Pairwise summation generally isn’t faster than left-to-right summation; they are about the same speed if the base case of the pairwise algorithm (which performs left-to-right summation!) is large enough. I don’t think the timing difference here are significant (they might be due to timing fluctuations or compiler hiccups).
(Sometimes divide-and-conquer versions of algorithms gain a speed advantage from improved cache locality, but that isn’t the case for summation since each element is used exactly once and the left-to-right algorithm already maximizes spatial locality.)
Note that similar timings were in the original post—I would not have guessed this. This makes sense because strict left-to-right summation cannot use SIMD because that requires reassociating the sum. I haven’t looked into it deeply, but my quick take is that:
foldl(+, a) is slowest because strict left-to-right association prevents SIMD
sum(a) allows SIMD, which gives a big boost, but the pairwise summation is slower than a simpler algorithm so you net about 2x faster than foldl(+, a)
mysum(a) is fastest: simple left-to-right but allowing just enough reassociation to use SIMD.
function naivesum(a)
s = zero(eltype(a))
@simd for x in a
s += x
end
return s
end
which is mostly left-to-right summation but is not strictly left-to-right at a fine-grained level because @simd allows some reassociation. This achieves basically the same performance as sum:
julia> @btime sum($a);
5.047 ms (0 allocations: 0 bytes)
julia> @btime naivesum($a);
5.166 ms (0 allocations: 0 bytes)
What’s fun is that @simd typically improves accuracy, too, as it’ll use 2-8 intermediate “buckets” instead of just one. Not as good or as robust as pairwise, but generally better than the non-simd naive thing since, assuming all values are positive, each bucket will have 1-3 more bits of precision.
Oh, sure enough! I just assumed the 512÷64 == 8 would mean 8 buckets for Float64 on AVX512, but LLVM indeed is loading and adding four <8 x doubles> in each inner loop. I suppose this is just a small loop unroll microptimization since it has the registers available to do so? That’s cool.
As I understand it, the reason to use more than 8 buckets is that by using 32, you only touch each register every 4 operations, which matters since the latency of the instructions is worse than their bandwidth.

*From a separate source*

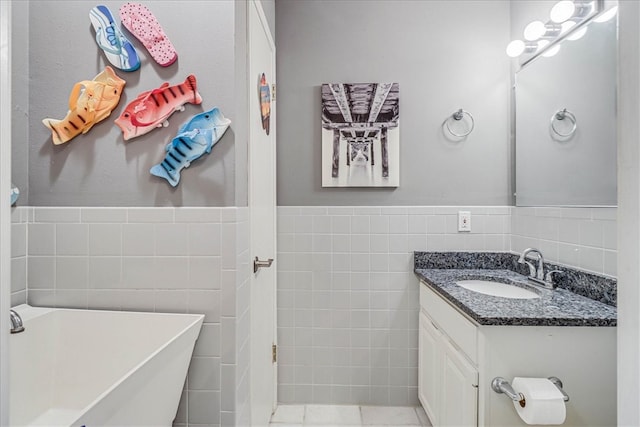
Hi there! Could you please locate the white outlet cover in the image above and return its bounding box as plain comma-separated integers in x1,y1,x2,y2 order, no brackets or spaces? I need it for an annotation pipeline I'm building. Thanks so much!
458,211,471,231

Exactly. If you don’t unroll, each add instruction has to wait on the previous one to finish before it can start executing. That doesn’t let you take advantage of super scalar parallelism.

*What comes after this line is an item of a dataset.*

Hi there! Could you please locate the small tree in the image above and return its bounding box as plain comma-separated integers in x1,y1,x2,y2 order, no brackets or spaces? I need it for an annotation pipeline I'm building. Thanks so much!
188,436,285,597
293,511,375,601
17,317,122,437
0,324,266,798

If you have a theoretical throughput of 2 add instructions / clock cycle and a latency of 4 clock cycles, you could have 8 add instructions happening at a time.
Meaning unrolling up to 8x could increase performance in that example.
But a sum is unlikely to be hitting theoretical peak performance anyway, so 4 is a good compromise (especially if you handle the remainder with a scalar loop).
LoopVectorization lets you use an unroll argument to manually specify the unroll factor (on top of SIMD):
julia> using LoopVectorization, BenchmarkTools
julia> x = rand(512);
julia> @generated function mysumavx(a, ::Val{U}) where {U}
quote
s = zero(eltype(a))
@avx unroll=$U for i ∈ eachindex(a)
s += a[i]
end
s
end
end
mysumavx (generic function with 2 methods)
julia> for U ∈ 1:8
@btime mysumavx($x, $(Val(U)))
end
38.540 ns (0 allocations: 0 bytes)
24.304 ns (0 allocations: 0 bytes)
19.972 ns (0 allocations: 0 bytes)
17.227 ns (0 allocations: 0 bytes)
17.768 ns (0 allocations: 0 bytes)
17.100 ns (0 allocations: 0 bytes)
15.146 ns (0 allocations: 0 bytes)
15.217 ns (0 allocations: 0 bytes)
[Currently it requires an integer literal, but I should change that for the sake of making examples like the above not require a generated function.]
Unrolling by 4 was over twice as fast as not unrolling, but returns quickly diminished.